Que dit la loi pour l’instant ?
Il faut d’abord noter ce qui est interdit. La loi de 2016, dite loi Claeys-Leonetti, du nom de ses auteurs, interdit l’euthanasie et le suicide assisté. Mais, elle permet ce qu’on appelle la « sédation profonde et continue » jusqu’à la mort pour les personnes malades en phase terminale et en “très grande souffrance” quand leur pronostic vital est engagé à court terme. Concrètement, le patient est endormi et les médecins stoppent les traitements et les antidouleurs administrés ainsi que les soins palliatifs.
La loi actuelle prévoit aussi l’arrêt des traitements contre l’acharnement thérapeutique, appelé aussi “obstination déraisonnable”. Le patient peut demander au personnel soignant de tout arrêter. S’il n’arrive pas à s’exprimer, un groupement de médecins peut prendre la décision. Il faut aussi noter que chaque personne peut remplir un document daté et signé, disponible sur le ministère de la Santé, sur sa volonté de poursuivre ou non les actes médicaux.
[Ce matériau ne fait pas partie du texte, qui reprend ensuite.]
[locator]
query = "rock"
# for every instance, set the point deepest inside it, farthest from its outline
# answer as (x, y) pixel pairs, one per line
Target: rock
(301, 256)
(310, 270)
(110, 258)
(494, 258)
Mais alors, se dirige-t-on vraiment vers une nouvelle loi ? Le Conseil consultatif national d’éthique (CCNE) a estimé, en septembre dernier, qu’il existait « une voie pour une application éthique d’une aide active à mourir« en France, « à certaines conditions strictes ». Ses membres ont mis en évidence certaines limites du cadre actuel, qui ne permet pas toujours de lutter contre les souffrances des patients, notamment ceux dont le pronostic vital n’est engagé qu’à moyen terme, soit quelques semaines ou mois.